Bei ihren Konstruktionen verliert sich die Anklagebehörde in Widersprüche: Die Teilnehmer*innen hätten sich »einheitlich schwarz gekleidet« im Volkspark versammelt, heißt es zunächst. Eine Videoaufnahme bestätigt eine weitgehend dunkle Bekleidung der sichtbaren Personen in den vorderen Reihen. Im hinteren Teil sei es bunter gewesen, berichteten dagegen Teilnehmer*innen 2017 dem NDR. Nicht einmal auf die sechs Angeklagten trifft der Vorwurf der einheitlich dunklen Kleidung zu: Eine Person trug ein rotes Oberteil, eine andere eine hellblaue Hose, so die Anklageschrift.
Neben der »einheitlichen Kleidung« hätten sämtliche Teilnehmer*innen auch einen »gemeinsamen Tatplan« gehabt – und damit von den angeblich geplanten Attacken auf Polizeikräfte gewusst oder diese billigend in Kauf genommen. Gleichzeitig ordnet die Staatsanwaltschaft die Rondenbarg-Demo der »Finger-Taktik« von BlockG20 zu.
Allerdings ist es kein Geheimnis, dass die Initiative BlockG20 das Ziel hatte, von verschiedenen Orten in der Stadt in Richtung Tagungsort und auf die Zufahrtswege zu gehen, um die Protokollstrecken der Gipfelteilnehmer zu blockieren. BlockG20 hatte dazu klare Absprachen getroffen, die Angriffe auf die Polizei ausschloss: »Von uns wird dabei keine Eskalation ausgehen«, heißt es im vereinbarten Aktionskonsens. Kein Wunder, dass diese Information in der Anklageschrift fehlt, würde sie doch der Argumentation der Staatsanwaltschaft widersprechen.

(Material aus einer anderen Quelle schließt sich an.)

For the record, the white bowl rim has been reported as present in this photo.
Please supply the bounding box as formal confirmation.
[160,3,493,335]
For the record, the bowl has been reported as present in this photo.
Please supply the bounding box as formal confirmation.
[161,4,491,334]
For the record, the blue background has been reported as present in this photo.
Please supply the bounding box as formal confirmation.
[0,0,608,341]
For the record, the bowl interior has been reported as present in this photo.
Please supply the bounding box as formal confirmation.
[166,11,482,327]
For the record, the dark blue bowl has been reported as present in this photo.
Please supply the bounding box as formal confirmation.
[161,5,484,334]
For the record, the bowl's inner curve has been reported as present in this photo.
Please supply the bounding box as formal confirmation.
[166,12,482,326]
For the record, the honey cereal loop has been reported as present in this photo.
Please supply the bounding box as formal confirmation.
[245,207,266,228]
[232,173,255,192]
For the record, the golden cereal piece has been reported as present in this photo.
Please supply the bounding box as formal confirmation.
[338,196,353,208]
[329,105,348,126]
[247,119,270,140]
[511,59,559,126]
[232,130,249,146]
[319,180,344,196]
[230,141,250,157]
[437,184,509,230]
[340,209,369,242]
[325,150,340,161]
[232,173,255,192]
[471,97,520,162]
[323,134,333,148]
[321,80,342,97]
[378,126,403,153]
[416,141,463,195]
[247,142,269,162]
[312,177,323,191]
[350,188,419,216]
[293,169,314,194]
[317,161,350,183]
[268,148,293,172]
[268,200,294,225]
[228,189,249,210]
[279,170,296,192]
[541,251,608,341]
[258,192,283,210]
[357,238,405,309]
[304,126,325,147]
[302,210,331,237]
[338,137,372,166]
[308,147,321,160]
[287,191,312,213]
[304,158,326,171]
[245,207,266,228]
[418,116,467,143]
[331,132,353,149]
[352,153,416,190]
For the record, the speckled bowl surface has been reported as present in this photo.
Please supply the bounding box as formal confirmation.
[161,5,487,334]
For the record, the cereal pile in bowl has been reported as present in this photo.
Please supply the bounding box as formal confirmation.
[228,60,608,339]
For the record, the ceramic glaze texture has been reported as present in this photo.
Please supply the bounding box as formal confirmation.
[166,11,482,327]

Der Gerichtsprozess, der in knapp zwei Wochen beginnt, ist bereits der dritte seiner Art. Die beiden Verhandlungen gegen den italienischen Jugendlichen Fabio V. bzw. gegen fünf weitere Jugendliche mussten im Februar 2018 wegen Mutterschutz der Richterin bzw. im Januar 2021 wegen der Corona-Pandemie abgebrochen werden. Es gab also in dieser Sache noch keine Urteile. Insofern kann das neue Verfahren zu einer Vorlage für die weiteren Rondenbarg-Beschuldigten werden.
In beiden vergangenen Gerichtsprozessen zeigte die Hamburger Staatsanwaltschaft, dass sie hohe Haftstrafen anstrebt. Damit versucht sie offenbar die mit viel Aufwand geführten Ermittlungen einschließlich der Öffentlichkeitsfahndungen zu rechtfertigen, die weitgehend erfolglos blieben. Die zahlreichen Verursacher*innen der tatsächlich andernorts entstandenen Sachschäden an diesem 7. Juli 2017 in der Elbchaussee und im Schanzenviertel konnte sie bis heute nicht ermitteln. Als ob sie diese Niederlage vergessen machen will, führt sie nun umso vehementer die Anklage gegen namentlich bekannte Demonstrationsteilnehmer*innen am Rondenbarg.